Sperm Motility And IUI
Low sperm motility, while it is not the most common of the possible causes of male factor infertility, can be one of the most frustrating causes of male factor infertility. Sperm motility refers to a measurement of how the man’s sperm are moving. It measures, as a percentage of the total sperm, how many sperm are moving forward at such a pace that they will reach the fallopian tubes in order to fertilize an egg.

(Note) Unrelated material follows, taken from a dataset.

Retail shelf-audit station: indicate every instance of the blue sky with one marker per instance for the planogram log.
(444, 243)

There are relatively few treatments for low sperm motility, medically speaking. And, while other treatments, such as nutritional supplements may be helpful for some men, the fact of the matter is that many men with low sperm motility have to rely on some form of reproductive assistance.
IUI, or Intrauterine Insemination, is the most basic of the reproductive treatments available. In this procedure, sperm are “washed” and then placed into the uterus directly. This procedure helps a higher number of sperm to make it to the fallopian tubes, where it can fertilize an egg. IUI is an effective method of reproductive assistance in some cases. IUI is especially effective, in terms of male factor infertility, when a man has a low sperm count, because it allows the health care provider or reproductive fertility specialist to concentrate sperm and place them in a much more beneficial spot. However, low sperm motility and IUI are not a particularly good match.

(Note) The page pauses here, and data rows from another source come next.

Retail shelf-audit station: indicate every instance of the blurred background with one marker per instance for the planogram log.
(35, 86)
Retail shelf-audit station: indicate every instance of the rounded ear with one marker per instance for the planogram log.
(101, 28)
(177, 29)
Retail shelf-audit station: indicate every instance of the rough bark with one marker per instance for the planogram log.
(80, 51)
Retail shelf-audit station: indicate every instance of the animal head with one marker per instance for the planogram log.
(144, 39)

When you have a problem with sperm motility more aggressive treatments are often necessary. IVF, or In Vitro Fertilization, is often a better option for a man with low sperm motility than IUI. With IVF, sperm motility becomes less of an issue. Another method of addressing low sperm motility is with a procedure known as ICSI, which stands for intracytoplasmic sperm injection. In this procedure, the sperm are inserted directly into the center of the egg for fertilization. ICSI, rather than IUI, is the preferred treatment when a couple is having fertility issues due to a problem with low sperm motility.